Custom blocks get stuck when reading large amounts of data from HDFS


#1

I used the SDK to create a custom block that uses Spark’s newAPIHadoopFile, transforms it to a DataFrame and wraps it in Seahorse’s DataFrame.

The relevant portion looks like:

val sparkDF =
    sc
      .newAPIHadoopFile(inPath,
                        classOf[MyCustomFileInputFormat],
                        classOf[LongWritable],
                        classOf[ChannelValueWritable],
                        conf)
      .map {
             case (k, v) => (k.get(), v.channelName, v.channelUnit, v.value)
           }
      .toDF("time", "channelName", "unitLabel", "value")
context.dataFrameBuilder.buildDataFrame(sparkDF.schema, sparkDF.rdd)

When running this on small sets of data, this works fine. However when running this on a large amount (several gigabytes) Somewhere in the pipeline the blocks get stuck.
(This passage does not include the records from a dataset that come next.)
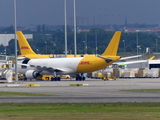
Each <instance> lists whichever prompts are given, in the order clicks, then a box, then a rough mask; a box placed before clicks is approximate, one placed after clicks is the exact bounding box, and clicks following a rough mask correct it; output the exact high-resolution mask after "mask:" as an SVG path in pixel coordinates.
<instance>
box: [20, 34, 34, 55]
mask: <svg viewBox="0 0 160 120" xmlns="http://www.w3.org/2000/svg"><path fill="white" fill-rule="evenodd" d="M17 37H18V43H19V47H20V52H21V55H28V54H32V55H36V53H35V52H34V51H33V50H32V48H31V47H30V45H29V43H28V41H27V40H26V38H25V36H24V35H23V33H22V32H21V31H17Z"/></svg>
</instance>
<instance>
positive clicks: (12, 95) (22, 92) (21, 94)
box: [0, 91, 60, 97]
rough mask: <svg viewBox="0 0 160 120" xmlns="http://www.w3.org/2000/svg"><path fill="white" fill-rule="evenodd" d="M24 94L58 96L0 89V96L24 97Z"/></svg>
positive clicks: (24, 95) (7, 96)
mask: <svg viewBox="0 0 160 120" xmlns="http://www.w3.org/2000/svg"><path fill="white" fill-rule="evenodd" d="M24 96H25V97H28V96H60V95H52V94H38V93H26V92H7V91H0V97H24Z"/></svg>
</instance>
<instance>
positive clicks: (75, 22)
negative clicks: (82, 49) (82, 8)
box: [73, 0, 77, 57]
mask: <svg viewBox="0 0 160 120" xmlns="http://www.w3.org/2000/svg"><path fill="white" fill-rule="evenodd" d="M73 3H74V57H76V55H77V34H76V1H75V0H73Z"/></svg>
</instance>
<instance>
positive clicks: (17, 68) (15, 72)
mask: <svg viewBox="0 0 160 120" xmlns="http://www.w3.org/2000/svg"><path fill="white" fill-rule="evenodd" d="M16 18H17V17H16V0H14V32H15V33H14V39H15V81H16V82H18V67H17V35H16V31H17V20H16Z"/></svg>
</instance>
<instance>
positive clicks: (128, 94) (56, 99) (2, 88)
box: [0, 78, 160, 103]
mask: <svg viewBox="0 0 160 120" xmlns="http://www.w3.org/2000/svg"><path fill="white" fill-rule="evenodd" d="M28 84H32V85H35V86H27V85H28ZM71 84H74V85H78V86H71ZM12 85H13V86H12ZM14 85H17V86H14ZM80 85H82V86H80ZM83 85H84V86H83ZM26 86H27V87H26ZM129 89H143V90H144V92H132V91H125V90H129ZM145 89H160V78H130V79H126V78H121V79H117V80H109V81H104V80H101V79H90V78H87V79H86V80H85V81H75V80H63V81H19V82H17V83H1V84H0V91H11V92H28V93H42V94H53V95H59V96H53V97H0V102H1V103H3V102H5V103H17V102H18V103H22V102H33V103H88V102H160V93H148V92H145Z"/></svg>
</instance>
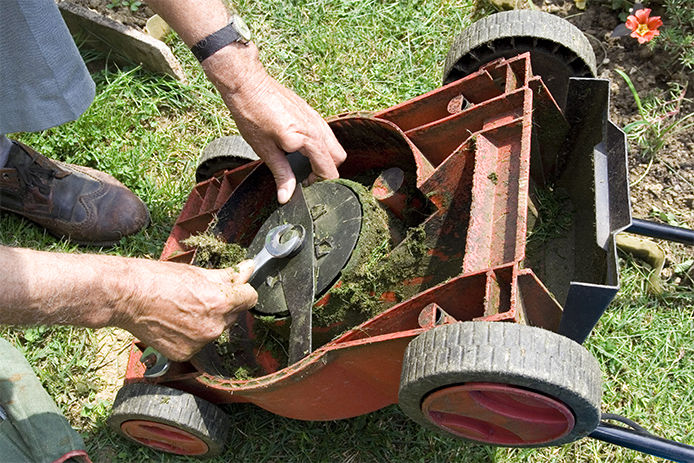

When using this block as the single one and running it, it gets stuck after all jobs ran on Spark, when adding another block at its output, the first block runs and it gets stuck after the second one.

The spinning cogwheel doesn’t go away and I have to either restart Seahorse or kill the Yarn application - trying to abort from Seahorse doesn’t work either.

I double-checked that the problem is not with my input format - I used it on the same folder on HDFS with Zeppelin and there it works.

I also tried using a smaller amount of data, when doing so it works, too.

Is this a bug or am I using the SDK incorrectly?

Followup

I ran the same algorithm locally, and it got stuck, too.